Dale Shepard, MD, PhD: So if people happen to be listening in, and they're thinking about this as a potential option for a patient, you've certainly mentioned the quality of the bone, the amount of bone that might be present as a factor in terms of whether someone would be a good candidate. Are there other things that would make a patient particularly a good or bad candidate for this?
Michael Fritz, MD: Well, I mean, if their disease is recognized early, they're a good candidate for it almost always. It's very rare that someone presents with full thickness destruction of the jaw. It's usually a story that they've been observed for even years and gone through hyperbaric oxygen and IV antibiotics and debridement. And that's when it's too far gone. So the early candidates are the better candidates. And everyone doesn't look like a nail to us. So if you have very minor disease and we don't think it's big enough that it needs this operation, certainly we go down the lines of a simple debridement and medical management and see if we can get someone better, but with a very close eye on them. I think anyone that fails aggressive management or hyperbaric oxygen should strongly consider this.

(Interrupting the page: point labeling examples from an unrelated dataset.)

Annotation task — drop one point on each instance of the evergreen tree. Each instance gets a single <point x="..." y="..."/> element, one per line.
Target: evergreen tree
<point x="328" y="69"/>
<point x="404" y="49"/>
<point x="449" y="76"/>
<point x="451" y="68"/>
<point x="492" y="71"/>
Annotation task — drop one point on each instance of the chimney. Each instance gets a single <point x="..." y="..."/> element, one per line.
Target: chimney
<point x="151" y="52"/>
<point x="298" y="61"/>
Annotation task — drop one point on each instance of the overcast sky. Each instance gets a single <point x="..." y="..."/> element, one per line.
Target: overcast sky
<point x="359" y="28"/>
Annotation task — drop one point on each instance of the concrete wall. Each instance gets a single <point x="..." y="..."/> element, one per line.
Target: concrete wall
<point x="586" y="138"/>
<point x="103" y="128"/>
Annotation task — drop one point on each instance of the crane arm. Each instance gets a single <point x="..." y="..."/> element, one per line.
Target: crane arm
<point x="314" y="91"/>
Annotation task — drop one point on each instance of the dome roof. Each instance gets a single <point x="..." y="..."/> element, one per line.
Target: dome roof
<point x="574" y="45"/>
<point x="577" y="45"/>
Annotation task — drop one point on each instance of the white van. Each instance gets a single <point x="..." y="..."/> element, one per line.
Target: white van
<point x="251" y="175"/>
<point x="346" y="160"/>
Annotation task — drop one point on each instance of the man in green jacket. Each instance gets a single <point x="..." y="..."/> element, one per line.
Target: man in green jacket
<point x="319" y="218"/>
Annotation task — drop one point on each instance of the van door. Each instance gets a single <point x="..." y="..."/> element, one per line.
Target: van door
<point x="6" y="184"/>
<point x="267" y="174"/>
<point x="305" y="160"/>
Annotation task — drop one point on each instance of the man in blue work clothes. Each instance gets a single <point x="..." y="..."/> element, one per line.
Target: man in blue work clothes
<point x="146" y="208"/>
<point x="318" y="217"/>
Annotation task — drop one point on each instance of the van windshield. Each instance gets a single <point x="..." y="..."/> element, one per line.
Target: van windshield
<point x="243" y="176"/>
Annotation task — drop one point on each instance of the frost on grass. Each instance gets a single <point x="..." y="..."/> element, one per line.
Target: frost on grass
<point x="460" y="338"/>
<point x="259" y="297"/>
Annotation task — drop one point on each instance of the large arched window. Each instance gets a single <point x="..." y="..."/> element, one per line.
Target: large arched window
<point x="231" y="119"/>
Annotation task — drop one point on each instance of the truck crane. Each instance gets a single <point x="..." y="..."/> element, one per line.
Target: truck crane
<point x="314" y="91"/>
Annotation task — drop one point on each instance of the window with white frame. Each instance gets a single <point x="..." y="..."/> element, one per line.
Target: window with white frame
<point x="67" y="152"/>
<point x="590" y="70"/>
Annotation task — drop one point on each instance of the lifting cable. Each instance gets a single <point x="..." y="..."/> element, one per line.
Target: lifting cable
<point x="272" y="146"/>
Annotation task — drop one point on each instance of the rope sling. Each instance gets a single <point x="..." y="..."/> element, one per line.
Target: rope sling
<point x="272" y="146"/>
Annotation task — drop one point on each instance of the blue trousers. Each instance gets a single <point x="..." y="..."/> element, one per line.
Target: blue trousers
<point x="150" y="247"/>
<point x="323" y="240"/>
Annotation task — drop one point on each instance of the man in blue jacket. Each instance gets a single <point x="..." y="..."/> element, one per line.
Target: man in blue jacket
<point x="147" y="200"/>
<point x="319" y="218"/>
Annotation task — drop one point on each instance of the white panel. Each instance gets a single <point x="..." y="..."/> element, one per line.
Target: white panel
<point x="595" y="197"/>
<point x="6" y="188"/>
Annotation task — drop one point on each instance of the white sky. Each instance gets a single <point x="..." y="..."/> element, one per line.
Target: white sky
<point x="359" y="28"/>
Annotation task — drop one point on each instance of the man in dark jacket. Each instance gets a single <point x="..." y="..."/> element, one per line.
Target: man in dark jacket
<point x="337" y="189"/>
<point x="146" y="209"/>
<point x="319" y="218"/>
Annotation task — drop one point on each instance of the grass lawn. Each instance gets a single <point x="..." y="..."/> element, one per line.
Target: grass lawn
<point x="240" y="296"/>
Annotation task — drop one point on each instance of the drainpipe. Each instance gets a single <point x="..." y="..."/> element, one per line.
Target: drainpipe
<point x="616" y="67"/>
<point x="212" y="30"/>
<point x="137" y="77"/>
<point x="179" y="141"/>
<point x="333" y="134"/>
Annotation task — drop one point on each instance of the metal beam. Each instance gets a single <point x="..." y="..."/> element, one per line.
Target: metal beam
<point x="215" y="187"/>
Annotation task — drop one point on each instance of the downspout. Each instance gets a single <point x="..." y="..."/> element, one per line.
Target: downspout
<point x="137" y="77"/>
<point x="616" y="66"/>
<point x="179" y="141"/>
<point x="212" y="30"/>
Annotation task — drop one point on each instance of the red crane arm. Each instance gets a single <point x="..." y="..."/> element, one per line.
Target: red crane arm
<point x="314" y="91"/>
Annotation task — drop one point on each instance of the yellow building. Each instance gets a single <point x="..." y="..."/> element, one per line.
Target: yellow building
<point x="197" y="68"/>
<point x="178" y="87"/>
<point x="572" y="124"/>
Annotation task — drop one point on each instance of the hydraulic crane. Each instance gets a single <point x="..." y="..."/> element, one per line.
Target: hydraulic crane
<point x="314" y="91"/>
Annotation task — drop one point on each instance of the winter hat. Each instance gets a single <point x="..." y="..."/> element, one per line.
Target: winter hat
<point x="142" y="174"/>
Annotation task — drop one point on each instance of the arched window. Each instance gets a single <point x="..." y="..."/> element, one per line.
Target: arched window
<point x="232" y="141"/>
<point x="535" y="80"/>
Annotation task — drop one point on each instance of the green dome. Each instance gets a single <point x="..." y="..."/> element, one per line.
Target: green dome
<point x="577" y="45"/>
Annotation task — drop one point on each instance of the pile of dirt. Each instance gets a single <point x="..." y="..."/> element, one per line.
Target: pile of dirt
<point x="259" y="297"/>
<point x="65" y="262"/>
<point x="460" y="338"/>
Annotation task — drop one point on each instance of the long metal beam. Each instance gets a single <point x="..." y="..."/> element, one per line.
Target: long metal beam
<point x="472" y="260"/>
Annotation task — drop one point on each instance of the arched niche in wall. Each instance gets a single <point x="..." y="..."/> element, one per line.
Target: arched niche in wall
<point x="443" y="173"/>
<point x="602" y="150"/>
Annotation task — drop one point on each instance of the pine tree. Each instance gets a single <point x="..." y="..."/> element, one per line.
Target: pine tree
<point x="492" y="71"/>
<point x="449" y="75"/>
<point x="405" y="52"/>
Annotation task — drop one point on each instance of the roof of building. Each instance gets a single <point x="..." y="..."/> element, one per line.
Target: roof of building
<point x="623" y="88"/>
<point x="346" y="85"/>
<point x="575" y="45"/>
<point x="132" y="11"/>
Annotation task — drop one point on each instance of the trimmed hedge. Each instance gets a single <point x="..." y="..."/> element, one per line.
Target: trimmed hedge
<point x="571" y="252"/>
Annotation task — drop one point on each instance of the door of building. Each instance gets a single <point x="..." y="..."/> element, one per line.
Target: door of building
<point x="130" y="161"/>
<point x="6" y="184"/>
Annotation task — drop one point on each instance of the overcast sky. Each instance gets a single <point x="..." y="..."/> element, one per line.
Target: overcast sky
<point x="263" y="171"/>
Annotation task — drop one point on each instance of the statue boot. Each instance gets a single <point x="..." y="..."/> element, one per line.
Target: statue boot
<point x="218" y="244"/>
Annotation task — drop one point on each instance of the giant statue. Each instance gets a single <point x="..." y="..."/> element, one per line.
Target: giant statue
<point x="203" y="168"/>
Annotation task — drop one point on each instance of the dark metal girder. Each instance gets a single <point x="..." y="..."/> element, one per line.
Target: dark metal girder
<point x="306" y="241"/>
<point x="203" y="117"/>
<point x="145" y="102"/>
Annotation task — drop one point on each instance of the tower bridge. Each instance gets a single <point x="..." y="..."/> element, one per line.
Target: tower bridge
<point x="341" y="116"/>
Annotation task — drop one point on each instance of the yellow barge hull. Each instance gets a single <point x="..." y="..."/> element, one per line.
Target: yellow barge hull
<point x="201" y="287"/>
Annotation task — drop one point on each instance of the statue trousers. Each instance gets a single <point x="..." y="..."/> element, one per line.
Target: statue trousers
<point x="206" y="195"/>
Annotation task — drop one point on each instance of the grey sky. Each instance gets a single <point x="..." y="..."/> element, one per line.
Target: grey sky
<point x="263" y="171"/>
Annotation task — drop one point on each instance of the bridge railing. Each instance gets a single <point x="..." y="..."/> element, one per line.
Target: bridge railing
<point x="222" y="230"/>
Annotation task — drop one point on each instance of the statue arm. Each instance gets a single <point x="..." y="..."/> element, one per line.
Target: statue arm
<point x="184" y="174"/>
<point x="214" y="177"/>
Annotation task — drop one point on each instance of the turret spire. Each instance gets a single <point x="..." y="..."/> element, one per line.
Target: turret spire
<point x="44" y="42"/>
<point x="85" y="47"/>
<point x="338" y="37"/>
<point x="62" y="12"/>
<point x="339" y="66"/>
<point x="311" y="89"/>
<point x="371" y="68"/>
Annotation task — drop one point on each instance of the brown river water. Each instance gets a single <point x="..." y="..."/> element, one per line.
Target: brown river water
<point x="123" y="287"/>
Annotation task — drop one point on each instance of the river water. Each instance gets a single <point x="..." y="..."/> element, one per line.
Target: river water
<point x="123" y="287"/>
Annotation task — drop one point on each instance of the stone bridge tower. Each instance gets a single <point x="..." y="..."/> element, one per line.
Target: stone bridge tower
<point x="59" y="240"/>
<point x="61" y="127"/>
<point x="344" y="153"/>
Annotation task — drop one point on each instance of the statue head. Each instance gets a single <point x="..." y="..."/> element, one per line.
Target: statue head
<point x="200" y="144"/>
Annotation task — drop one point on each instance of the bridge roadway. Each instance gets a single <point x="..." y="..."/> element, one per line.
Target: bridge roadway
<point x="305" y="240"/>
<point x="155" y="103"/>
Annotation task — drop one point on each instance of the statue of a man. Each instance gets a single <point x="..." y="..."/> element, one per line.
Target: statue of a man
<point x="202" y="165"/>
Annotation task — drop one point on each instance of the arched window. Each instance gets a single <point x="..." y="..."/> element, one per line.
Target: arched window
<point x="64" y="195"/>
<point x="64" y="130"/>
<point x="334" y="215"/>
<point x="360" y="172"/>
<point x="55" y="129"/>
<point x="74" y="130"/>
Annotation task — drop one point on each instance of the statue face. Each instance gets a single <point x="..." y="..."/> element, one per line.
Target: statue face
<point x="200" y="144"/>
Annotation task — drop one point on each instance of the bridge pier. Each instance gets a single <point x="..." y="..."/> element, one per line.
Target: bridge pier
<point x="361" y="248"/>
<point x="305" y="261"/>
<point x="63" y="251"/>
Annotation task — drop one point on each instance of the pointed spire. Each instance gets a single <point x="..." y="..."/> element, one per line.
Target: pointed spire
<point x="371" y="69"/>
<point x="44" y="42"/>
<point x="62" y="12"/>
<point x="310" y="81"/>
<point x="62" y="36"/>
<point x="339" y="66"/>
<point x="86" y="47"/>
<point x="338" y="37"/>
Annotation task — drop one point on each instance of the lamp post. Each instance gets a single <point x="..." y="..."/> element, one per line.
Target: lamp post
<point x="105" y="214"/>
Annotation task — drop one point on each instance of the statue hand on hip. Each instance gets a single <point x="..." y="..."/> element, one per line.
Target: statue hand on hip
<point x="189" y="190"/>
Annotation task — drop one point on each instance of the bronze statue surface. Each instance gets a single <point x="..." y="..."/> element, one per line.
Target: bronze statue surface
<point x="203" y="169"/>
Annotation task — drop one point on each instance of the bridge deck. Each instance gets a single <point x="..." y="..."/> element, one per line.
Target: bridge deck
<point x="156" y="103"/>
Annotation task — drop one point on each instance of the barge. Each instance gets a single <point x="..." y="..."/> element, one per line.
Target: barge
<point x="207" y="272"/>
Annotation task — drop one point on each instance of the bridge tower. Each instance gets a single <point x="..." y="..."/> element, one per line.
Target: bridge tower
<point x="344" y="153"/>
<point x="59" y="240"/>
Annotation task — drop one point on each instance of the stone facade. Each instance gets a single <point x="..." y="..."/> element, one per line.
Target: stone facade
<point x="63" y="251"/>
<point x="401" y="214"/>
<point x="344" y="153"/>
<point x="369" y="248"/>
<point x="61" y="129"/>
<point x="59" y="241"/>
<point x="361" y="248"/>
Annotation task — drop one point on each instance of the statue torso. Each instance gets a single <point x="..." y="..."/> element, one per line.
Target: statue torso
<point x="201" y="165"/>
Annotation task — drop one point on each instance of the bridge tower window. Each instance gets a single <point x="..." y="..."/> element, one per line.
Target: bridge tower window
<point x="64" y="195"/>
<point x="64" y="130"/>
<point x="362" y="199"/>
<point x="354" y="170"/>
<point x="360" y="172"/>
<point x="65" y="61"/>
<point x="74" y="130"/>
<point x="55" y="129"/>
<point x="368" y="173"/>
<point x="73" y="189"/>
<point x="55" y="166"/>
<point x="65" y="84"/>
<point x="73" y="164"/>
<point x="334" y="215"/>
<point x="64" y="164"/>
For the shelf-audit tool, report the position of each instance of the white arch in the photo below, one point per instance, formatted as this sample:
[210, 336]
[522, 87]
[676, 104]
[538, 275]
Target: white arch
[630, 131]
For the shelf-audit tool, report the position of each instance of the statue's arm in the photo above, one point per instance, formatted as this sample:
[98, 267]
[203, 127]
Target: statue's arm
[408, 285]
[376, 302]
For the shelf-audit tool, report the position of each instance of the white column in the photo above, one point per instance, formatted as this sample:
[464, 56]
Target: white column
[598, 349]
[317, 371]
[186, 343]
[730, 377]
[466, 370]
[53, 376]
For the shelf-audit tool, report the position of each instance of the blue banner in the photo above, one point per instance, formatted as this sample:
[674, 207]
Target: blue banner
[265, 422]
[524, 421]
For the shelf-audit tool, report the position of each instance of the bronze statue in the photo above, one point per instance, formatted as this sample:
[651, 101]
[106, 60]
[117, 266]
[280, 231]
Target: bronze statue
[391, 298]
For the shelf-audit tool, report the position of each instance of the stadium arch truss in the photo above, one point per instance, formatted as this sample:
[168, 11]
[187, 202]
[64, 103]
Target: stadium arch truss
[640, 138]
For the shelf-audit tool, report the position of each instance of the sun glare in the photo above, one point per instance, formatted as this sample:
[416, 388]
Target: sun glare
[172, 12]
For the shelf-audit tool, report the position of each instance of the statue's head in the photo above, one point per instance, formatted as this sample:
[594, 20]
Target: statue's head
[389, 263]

Because at some point you're going to go beyond the simple operation. You're going to need the big operation. And again, the big operation works, but it's an order of magnitude different. And a lot of excellent centers have reported complications with the fibula operation, the segmental resection, that approach 60% in terms of post-op complications. And a lot of that is related to, to get the exposure of the jaw, you're going through a whole lot of very irradiated, damaged tissue, and it just can't close and heal. We don't go through any of that. And I think that's the key, is we're staying in the mouth and we're tunneling blood vessels in front of the ear.
Dale Shepard, MD, PhD: That's some great work you're doing. I appreciate your insights and look forward to hearing about even more exciting developments. Thanks for being with us.
Michael Fritz, MD: Thank you. It's been a pleasure.